Und so überwindet dieses temporäre Kunstwerk damals die Schranken der Bürokratie, die Bedenken der Politik und erreicht Bürger, begeistert sie für Kunst ganz nach der Devise: Mit dem Kopf durch die Wand auf die Strasse. Nach zwei Wochen ist der Zauber vorbei. Wer diese zwei Wochen erlebt hat, hat sie nie mehr vergessen.
Verhüllte Bäume in Riehen
Drei Jahre später. Riehen, Fondation Beyeler. Christo und Jeanne-Claude verhüllen Bäume mit licht-, wasser- und luftdurchlässigen Stoffen.
Die Bäume rund um die Fondation stehen auf einmal wie kubistische Skulpturen in der Landschaft. In der Fondation drin: eine Ausstellung über die «Magie der Bäume». Da gibt es vieles zu sehen – von Chagal, Hodler, Mondrian und vielen anderen mehr. Die Menschen strömen.
Kunst im Museum, Kunst draussen – vor dem Museum. Kunst und Welt – wo ist da die Grenze? In Riehen entsteht, wie überall, wo Christo und Jeanne-Claude arbeiten, die Poetisierung der Welt: Man steht da, schaut auf die verhüllten Bäume, umwerfend schön sind sie, wenn die Sonne auf die Stoffe fällt und die Äste plötzlich durchschimmern, sieht man das Leben der Bäume vor sich. Man sieht das Blut durch der Äste Adern strömen.
So schön und leicht das auch alles anmutet, die Stimmung beim Betrachten ist immer gemischt: Es ist immer auch Melancholie dabei, wie ein Firniss, der sich über alles legt. Weil man weiss: Bald ist das alles wieder verschwunden und alles ist wieder wie vorher.
Nach-denken nicht Melancholie
Melancholie sei für Christo ein zentraler Begriff, hat Jeanne-Claude einmal über ihren Mann gesagt.
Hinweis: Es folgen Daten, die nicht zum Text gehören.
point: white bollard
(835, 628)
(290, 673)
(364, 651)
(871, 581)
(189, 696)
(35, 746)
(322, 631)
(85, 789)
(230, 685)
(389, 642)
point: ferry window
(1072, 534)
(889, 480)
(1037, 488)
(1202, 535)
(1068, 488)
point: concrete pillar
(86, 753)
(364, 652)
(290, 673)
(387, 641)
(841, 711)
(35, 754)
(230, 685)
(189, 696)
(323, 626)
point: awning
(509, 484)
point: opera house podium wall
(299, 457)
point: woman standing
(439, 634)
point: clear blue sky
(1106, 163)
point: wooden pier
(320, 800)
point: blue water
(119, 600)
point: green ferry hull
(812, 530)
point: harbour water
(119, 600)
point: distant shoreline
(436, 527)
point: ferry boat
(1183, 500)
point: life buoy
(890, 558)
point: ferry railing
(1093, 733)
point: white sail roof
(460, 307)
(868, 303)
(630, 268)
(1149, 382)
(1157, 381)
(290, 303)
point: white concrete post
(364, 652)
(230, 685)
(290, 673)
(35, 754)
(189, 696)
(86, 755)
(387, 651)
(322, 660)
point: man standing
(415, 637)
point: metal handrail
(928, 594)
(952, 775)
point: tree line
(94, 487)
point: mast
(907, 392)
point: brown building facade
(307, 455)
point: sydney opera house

Melancholie, nicht im Sinne von Traurigkeit sondern im Sinne von «Nachdenken über».
Nach-denken. Selten hat man die ursprüngliche Bedeutung des Wortes so gut verstanden.
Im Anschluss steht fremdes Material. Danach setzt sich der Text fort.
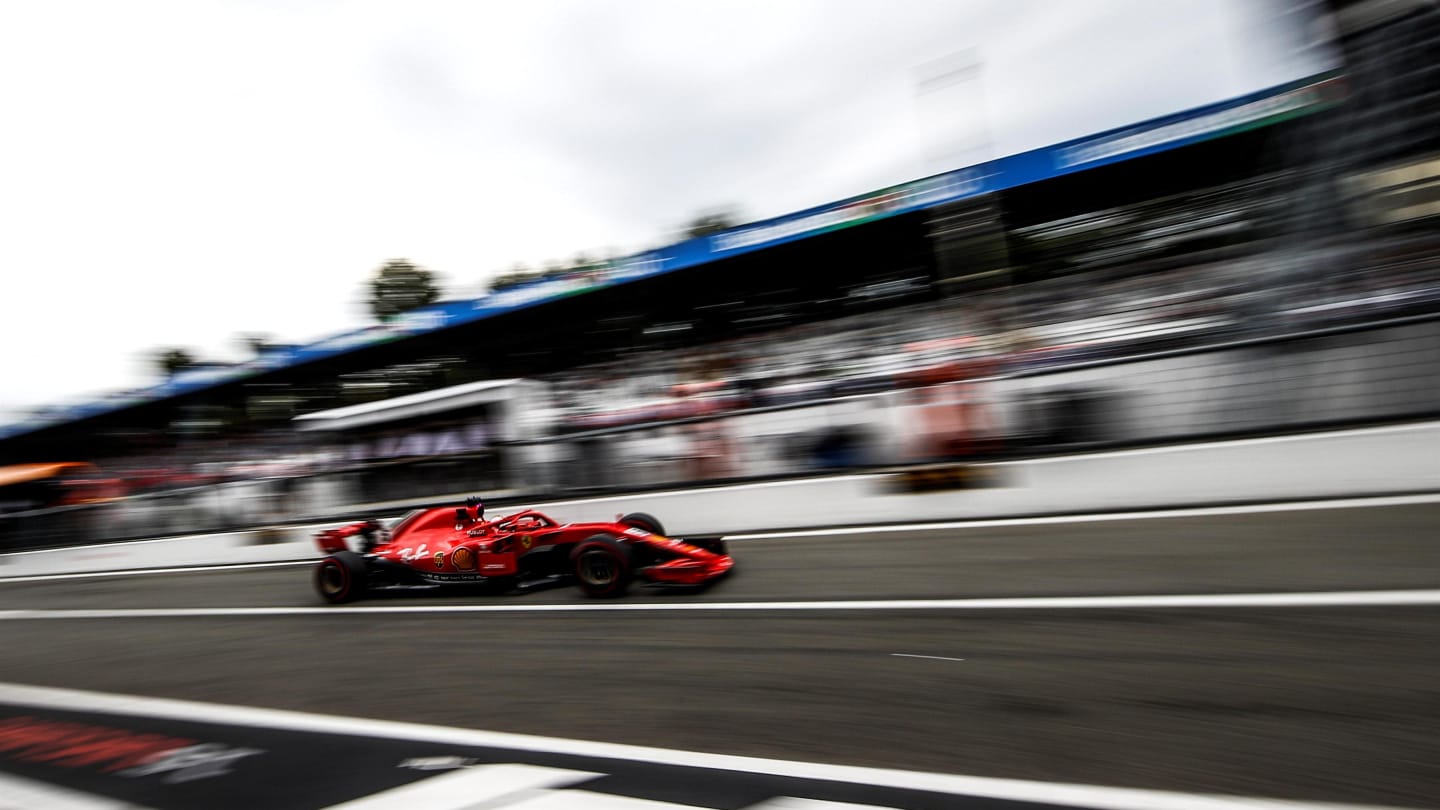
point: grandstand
(1298, 208)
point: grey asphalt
(1324, 704)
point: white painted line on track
(985, 787)
(1102, 516)
(1326, 598)
(481, 786)
(153, 571)
(848, 531)
(930, 657)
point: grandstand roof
(408, 407)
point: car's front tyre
(602, 567)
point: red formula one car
(441, 546)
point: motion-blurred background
(1256, 265)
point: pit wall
(1374, 461)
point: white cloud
(182, 172)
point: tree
(173, 361)
(710, 222)
(401, 286)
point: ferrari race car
(435, 548)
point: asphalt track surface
(1332, 704)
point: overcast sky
(174, 173)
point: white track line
(1014, 790)
(930, 657)
(1103, 516)
(1326, 598)
(151, 571)
(847, 531)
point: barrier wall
(1400, 459)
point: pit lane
(1325, 704)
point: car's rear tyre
(602, 567)
(342, 577)
(641, 521)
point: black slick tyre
(602, 567)
(342, 577)
(641, 521)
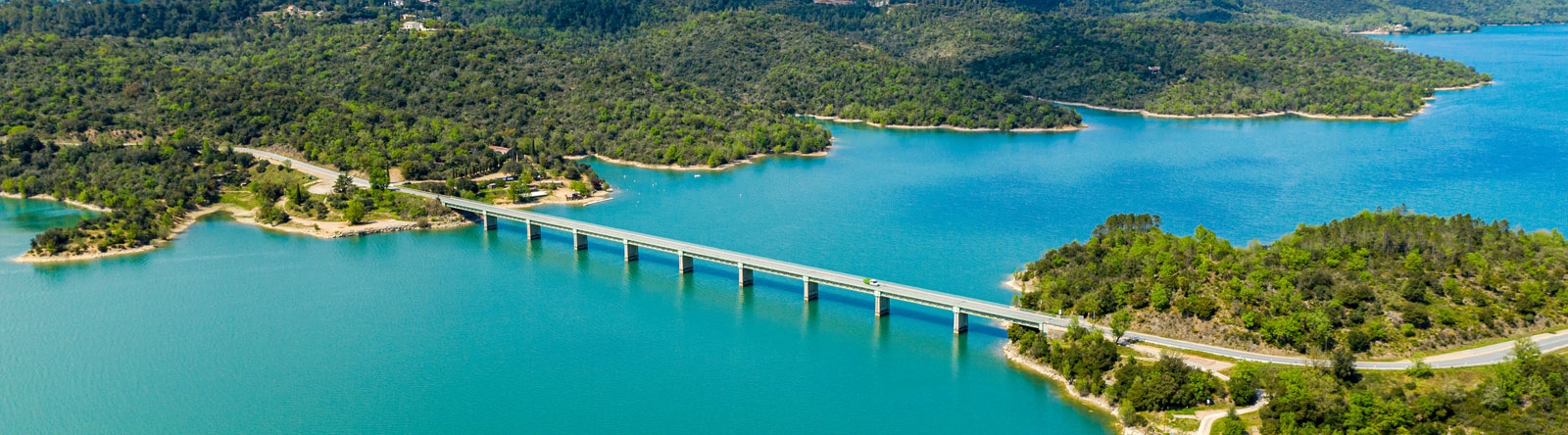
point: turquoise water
(237, 329)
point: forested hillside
(1162, 66)
(799, 68)
(1496, 11)
(366, 96)
(1380, 283)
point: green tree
(355, 214)
(1118, 324)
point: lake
(240, 329)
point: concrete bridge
(814, 277)
(749, 265)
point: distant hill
(1382, 283)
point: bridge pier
(745, 275)
(579, 241)
(488, 220)
(684, 264)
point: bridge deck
(760, 264)
(1476, 357)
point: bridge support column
(745, 275)
(579, 241)
(684, 264)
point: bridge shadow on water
(559, 244)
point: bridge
(883, 291)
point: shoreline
(749, 160)
(83, 206)
(1068, 128)
(1462, 88)
(1403, 116)
(247, 218)
(174, 232)
(1094, 403)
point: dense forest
(363, 96)
(149, 186)
(1094, 366)
(1385, 283)
(799, 68)
(665, 81)
(1525, 395)
(1162, 66)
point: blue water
(239, 329)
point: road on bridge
(1458, 359)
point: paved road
(1003, 312)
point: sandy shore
(318, 228)
(749, 160)
(83, 206)
(1097, 403)
(174, 232)
(1249, 116)
(331, 230)
(1462, 88)
(948, 127)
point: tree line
(1380, 282)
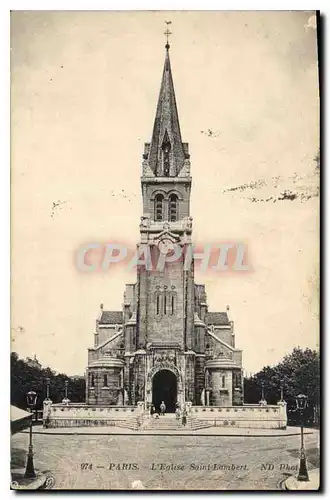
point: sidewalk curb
(143, 433)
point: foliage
(25, 378)
(300, 372)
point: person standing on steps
(162, 408)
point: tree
(300, 372)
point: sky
(84, 89)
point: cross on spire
(167, 33)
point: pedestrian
(162, 408)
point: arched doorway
(164, 388)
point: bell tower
(166, 295)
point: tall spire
(166, 156)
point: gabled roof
(217, 318)
(111, 318)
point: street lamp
(301, 401)
(31, 399)
(281, 387)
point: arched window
(173, 208)
(159, 201)
(166, 147)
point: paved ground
(199, 462)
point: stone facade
(165, 344)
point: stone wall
(174, 281)
(82, 415)
(249, 416)
(99, 393)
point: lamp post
(301, 401)
(31, 398)
(281, 387)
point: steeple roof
(166, 136)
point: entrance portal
(164, 388)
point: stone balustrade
(247, 416)
(82, 415)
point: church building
(165, 345)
Nach-denken – genau das machen Christo und Jeanne-Claude. Und das mit der grössten planerischen Hartnäckigkeit und mit der grössten Leichtigkeit in der Inszenierung. Das zeichnet ihre Kunst im öffentlichen Raum aus.
Ihrer Kunst ist aber nicht anzumerken, welche Hürden sie haben nehmen müssen. Die Hürden waren in Berlin grösser als in Riehen. Logisch. Ernst Beyeler wollte das Projekt unbedingt. Ihn interessierte die Verbindung von Kunst, Politik und Ökologie. Das alles gehöre für ihn sowieso zusammen, sagte er damals sinngemäss.
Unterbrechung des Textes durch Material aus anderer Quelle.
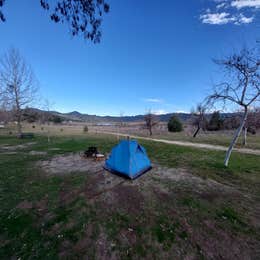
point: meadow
(189, 205)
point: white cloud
(221, 5)
(160, 112)
(245, 3)
(153, 100)
(217, 18)
(226, 11)
(244, 19)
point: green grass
(42, 231)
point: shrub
(175, 125)
(85, 129)
(216, 122)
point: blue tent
(129, 159)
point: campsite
(129, 129)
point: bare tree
(84, 17)
(198, 118)
(47, 116)
(18, 83)
(150, 121)
(252, 123)
(241, 87)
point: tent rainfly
(129, 159)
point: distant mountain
(76, 116)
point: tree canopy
(84, 17)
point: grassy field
(216, 138)
(189, 205)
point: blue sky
(153, 54)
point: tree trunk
(245, 137)
(150, 130)
(197, 131)
(237, 134)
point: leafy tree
(199, 118)
(82, 16)
(175, 125)
(150, 121)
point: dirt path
(189, 144)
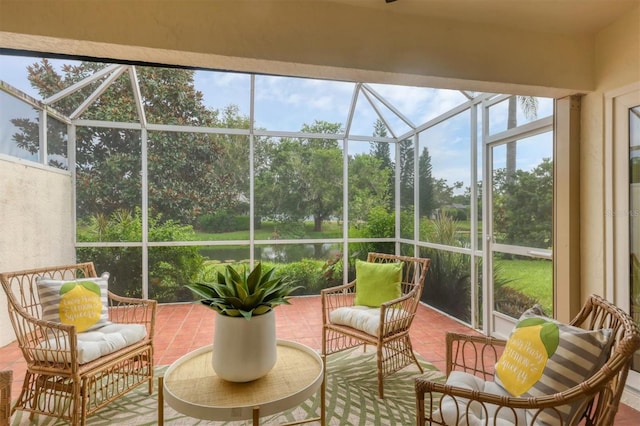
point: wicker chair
(478, 355)
(394, 350)
(57, 384)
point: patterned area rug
(352, 389)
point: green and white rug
(352, 390)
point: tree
(426, 201)
(529, 105)
(382, 151)
(368, 186)
(302, 177)
(406, 174)
(523, 206)
(188, 172)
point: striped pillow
(544, 356)
(81, 302)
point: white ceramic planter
(244, 350)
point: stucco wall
(36, 217)
(617, 65)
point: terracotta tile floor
(182, 328)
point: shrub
(169, 267)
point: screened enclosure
(179, 171)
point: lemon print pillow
(544, 356)
(81, 302)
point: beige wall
(617, 64)
(308, 38)
(36, 215)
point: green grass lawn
(267, 230)
(531, 277)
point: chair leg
(6, 377)
(380, 372)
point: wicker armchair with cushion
(377, 308)
(545, 373)
(84, 346)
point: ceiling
(547, 16)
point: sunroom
(274, 141)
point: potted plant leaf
(244, 344)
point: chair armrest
(475, 354)
(396, 315)
(337, 297)
(45, 343)
(131, 310)
(430, 396)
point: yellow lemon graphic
(80, 304)
(525, 356)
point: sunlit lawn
(267, 230)
(531, 277)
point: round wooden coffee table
(191, 387)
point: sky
(287, 103)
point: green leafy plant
(238, 293)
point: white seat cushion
(363, 318)
(473, 414)
(93, 344)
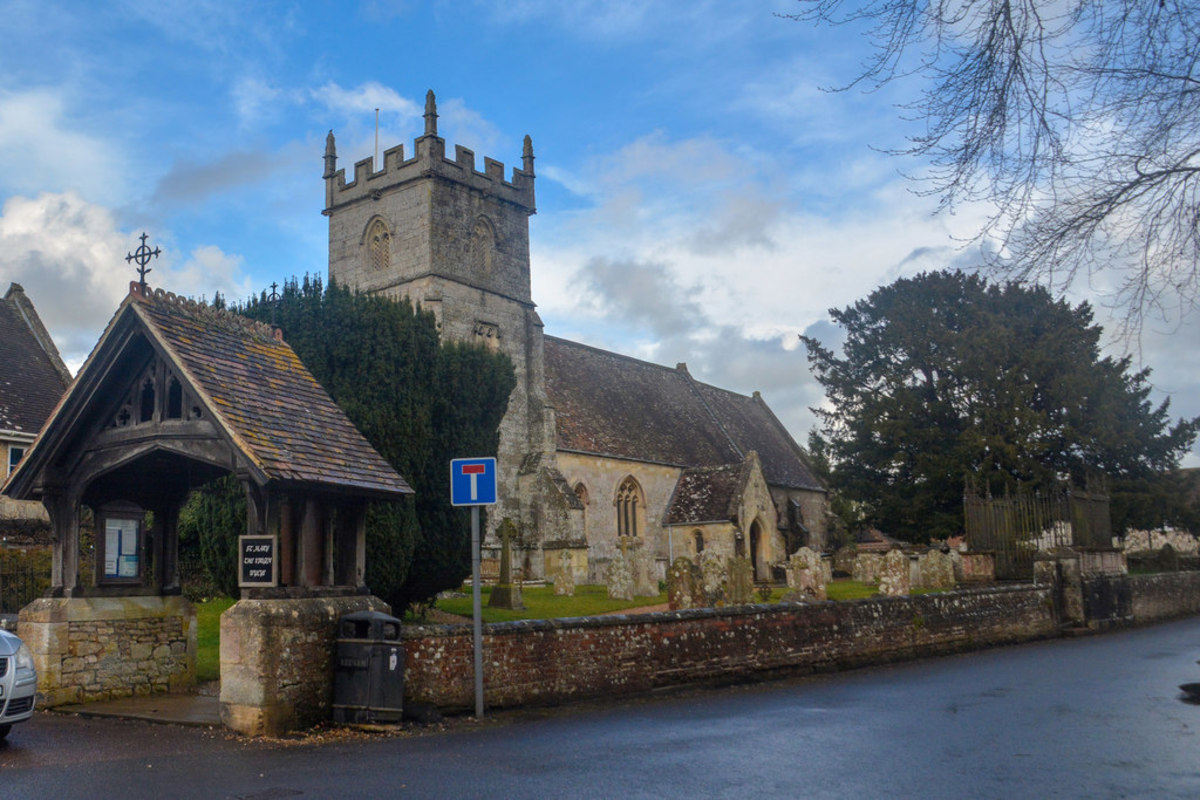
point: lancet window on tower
(483, 245)
(378, 245)
(630, 509)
Wünschen hilft – und dranbleiben
Die Kunst von Christo und Jeanne-Claude erzählt von diesem kindlichen Glauben an Wunder. Und dass diese eintreten werden, wenn man nur unbeirrbar daran glaubt.
Ihre Kunst hat nichts Ewiges. Sie ist frei, schafft Verbindung, Begegnung, Inspiration. Sie ist feinstofflich flüchtig wie Gas. Man kann sie nicht festhalten. Sie ist wie visueller Schall: Sie ist alles und dann weg.
Man kann sie weder konservieren noch kaufen – nur in Erinnerung behalten. Christo hat immer plädiert, seine Kunst sei vergänglich und erinnere an die Vergänglichkeit. Sie kommt. Sie geht. Wie wir.